Investigations into the scandal are ongoing, with FirstEnergy having to pay a $230 million federal fine and sign what is called a deferred prosecution agreement with the Department of Justice.

Strah's resignation followed a management team review required in a settlement to a major shareholder lawsuit tied to the scandal. A federal regulatory filing noted that Strah will not receive severance pay or benefits. That's because Strah voluntarily retired and he instead is eligible for certain retirement benefits, a FirstEnergy spokeswoman said.

Stock market reacts to FirstEnergy change

FirstEnergy shares on Friday rose even as major stock market indices were down, in some cases sharply. FirstEnergy shares were up 67 cents, or 1.7%, to $41.08 as of 2:45 p.m.

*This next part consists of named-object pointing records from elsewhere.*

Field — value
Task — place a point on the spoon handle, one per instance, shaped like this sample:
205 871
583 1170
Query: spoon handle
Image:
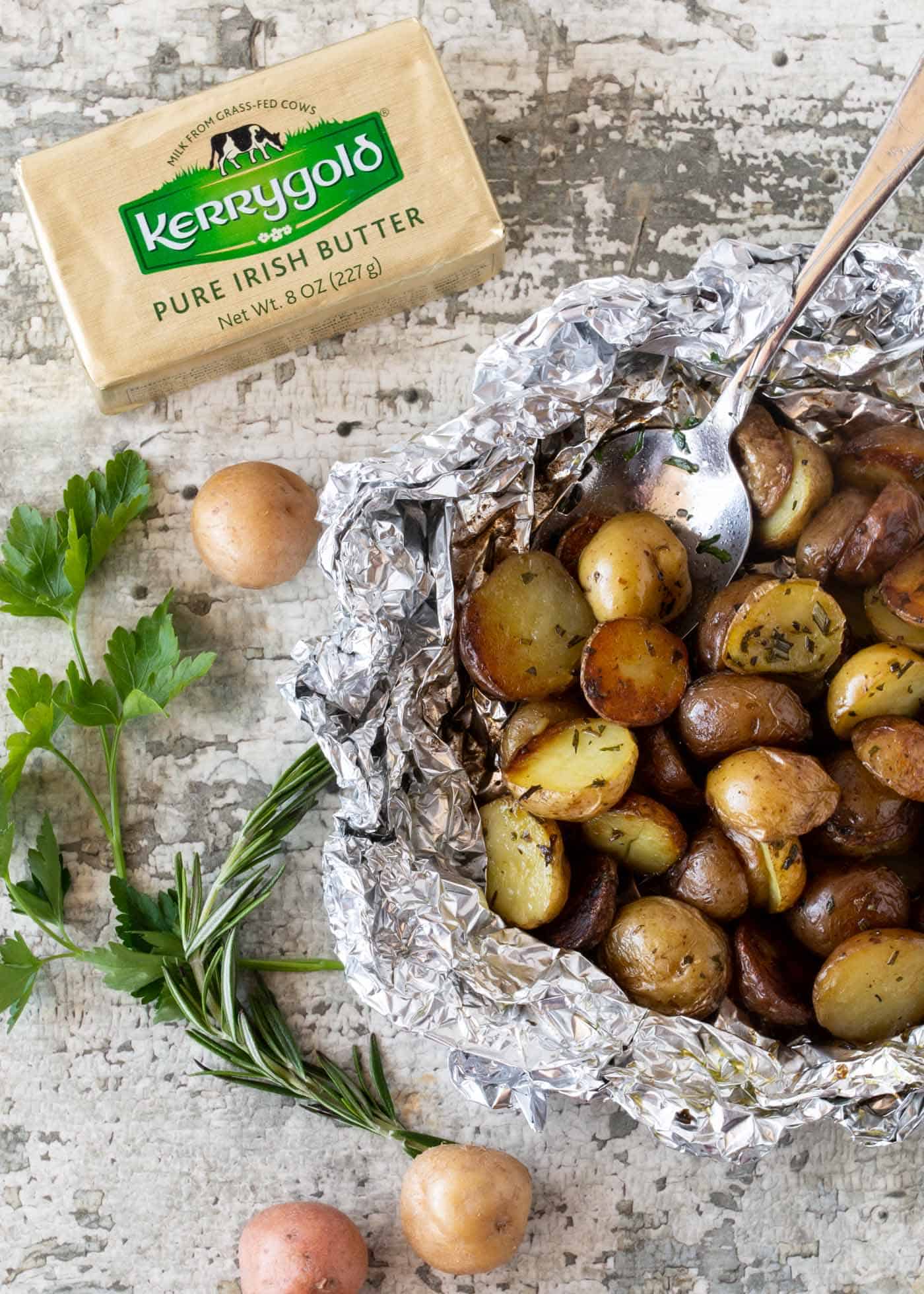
897 151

Over the past 52 weeks shares have ranged from a low of $35.32 to a high of $48.85.

Industry analysts took part in a conference call with FirstEnergy executives on Thursday over the abrupt departure of Strah and to discuss what that might mean for the utility.

"Somerhalder indicated that Strah's resignation was voluntary, with the board accepting his resignation," Morningstar utility analyst Andrew Bischof said in a note to clients. "Strah had been CEO for less than two years and has not been accused of any wrongdoing."

FirstEnergy's board of directors supported Strah's decision to retire, FirstEnergy spokeswoman Jennifer Young said Friday.

Strah's departure followed management review

FirstEnergy will not publicly discuss the management review, Young said.

"The company does not have any new information on the issues described in the deferred prosecution agreement," she said.

Morningstar's Bischof referred to the management review in his note.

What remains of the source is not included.